Imagem de disparo de mísseis é antiga, sem relação com invasão da Ucrânia

Fotografia circula na internet ao menos desde 2017 e não retrata ataques recentes da Rússia contra país do Leste Europeu

Jullie Pereira, especial para o Estadão

02 de março de 2022 | 17h15

Uma imagem que mostra o disparo de vários mísseis é antiga e não tem relação com o conflito atual entre Rússia e Ucrânia, como afirmam publicações compartilhadas nas redes sociais. A foto, na realidade, circula na internet ao menos desde 2017. 

No Facebook, a imagem foi publicada com a legenda: “Oremos. Confirmado. Rússia começou o ataque à Ucrânia”. O post já foi compartilhado mais de 5 mil vezes.

Com a ferramenta de busca reversa de imagens (veja como utilizar aqui) foi possível encontrar a mesma foto ilustrando reportagens publicadas em diferentes anos. Neste site em croata, a fotografia aparece em matérias em 20172018 sobre novos lançadores de foguetes russos. A imagem é creditada a Vadim Savicki, da agência Global Look Press. Neste outro site, em russo, a foto ilustra um texto de 2021 sobre a escalada de tensão entre Ucrânia e Rússia. O Estadão Verifica não conseguiu identificar a localização da fotografia, mas é possível afirmar que o registro não é recente.

Desde o início do conflito entre Rússia e Ucrânia, diversas imagens fora de contexto circulam nas redes sociais. Recentemente, o Estadão Verifica comprovou que uma foto de um ataque noturno com mísseis foi tirada na Faixa de Gaza, não na Ucrânia. Veja outras imagens que circulam com legendas falsas nesta verificação.

Nesta quarta-feira, 2, a Rússia aumentou o cerco a Kiev, capital ucraniana, e deve intensificar a ação militar para tomar a cidade. É o 7° dia da ofensiva de Moscou contra o território ucraniano. Acompanhe a cobertura ao vivo do Estadão e o contexto geopolítico da crise.


Este boato foi checado por aparecer entre os principais conteúdos suspeitos que circulam no Facebook. O Estadão Verifica tem acesso a uma lista de postagens potencialmente falsas e a dados sobre sua viralização em razão de uma parceria com a rede social. Quando nossas verificações constatam que uma informação é enganosa, o Facebook reduz o alcance de sua circulação. Usuários da rede social e administradores de páginas recebem notificações se tiverem publicado ou compartilhado postagens marcadas como falsas. Um aviso também é enviado a quem quiser postar um conteúdo que tiver sido sinalizado como inverídico anteriormente.

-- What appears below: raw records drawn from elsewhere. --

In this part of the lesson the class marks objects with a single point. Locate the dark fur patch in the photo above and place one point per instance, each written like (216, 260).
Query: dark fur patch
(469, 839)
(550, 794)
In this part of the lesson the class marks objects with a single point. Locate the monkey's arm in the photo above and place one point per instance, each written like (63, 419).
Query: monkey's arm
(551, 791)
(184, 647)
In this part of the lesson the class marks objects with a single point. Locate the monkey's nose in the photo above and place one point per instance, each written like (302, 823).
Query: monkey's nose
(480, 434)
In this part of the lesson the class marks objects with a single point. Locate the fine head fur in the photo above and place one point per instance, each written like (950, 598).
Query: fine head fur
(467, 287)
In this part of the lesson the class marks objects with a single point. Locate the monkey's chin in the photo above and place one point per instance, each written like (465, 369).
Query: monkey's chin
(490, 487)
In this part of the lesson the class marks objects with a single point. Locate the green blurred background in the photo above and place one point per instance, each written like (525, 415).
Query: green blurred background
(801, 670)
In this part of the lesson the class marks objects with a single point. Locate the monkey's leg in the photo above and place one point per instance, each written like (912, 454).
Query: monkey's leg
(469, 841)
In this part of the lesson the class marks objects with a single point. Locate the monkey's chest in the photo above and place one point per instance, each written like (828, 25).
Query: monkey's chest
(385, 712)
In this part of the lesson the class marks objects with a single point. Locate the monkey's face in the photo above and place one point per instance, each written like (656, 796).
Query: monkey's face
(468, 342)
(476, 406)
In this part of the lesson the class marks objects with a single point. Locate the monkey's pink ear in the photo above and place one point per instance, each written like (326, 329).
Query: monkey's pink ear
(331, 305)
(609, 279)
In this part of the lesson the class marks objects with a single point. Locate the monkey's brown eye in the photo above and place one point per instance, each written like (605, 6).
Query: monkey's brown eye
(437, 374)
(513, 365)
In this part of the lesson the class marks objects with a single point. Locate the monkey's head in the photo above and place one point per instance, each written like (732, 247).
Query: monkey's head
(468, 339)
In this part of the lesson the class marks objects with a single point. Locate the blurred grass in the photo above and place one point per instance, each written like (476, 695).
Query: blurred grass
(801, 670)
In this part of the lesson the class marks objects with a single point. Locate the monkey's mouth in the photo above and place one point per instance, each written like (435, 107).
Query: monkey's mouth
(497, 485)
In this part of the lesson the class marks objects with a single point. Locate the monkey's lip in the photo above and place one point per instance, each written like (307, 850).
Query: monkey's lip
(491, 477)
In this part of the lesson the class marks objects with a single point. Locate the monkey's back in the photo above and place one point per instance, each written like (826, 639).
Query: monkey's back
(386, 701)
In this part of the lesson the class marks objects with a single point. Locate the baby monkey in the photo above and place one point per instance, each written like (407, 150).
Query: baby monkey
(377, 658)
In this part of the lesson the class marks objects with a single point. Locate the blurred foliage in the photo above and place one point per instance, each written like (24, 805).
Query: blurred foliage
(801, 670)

Um pré-requisito para participar da parceria com o Facebook  é obter certificação da International Fact Checking Network (IFCN), o que, no caso do Estadão Verifica, ocorreu em janeiro de 2019. A associação internacional de verificadores de fatos exige das entidades certificadas que assinem um código de princípios e assumam compromissos em cinco áreas:  apartidarismo e imparcialidade; transparência das fontes; transparência do financiamento e organização; transparência da metodologia; e política de correções aberta e honesta. O comprometimento com essas práticas promove mais equilíbrio e precisão no trabalho.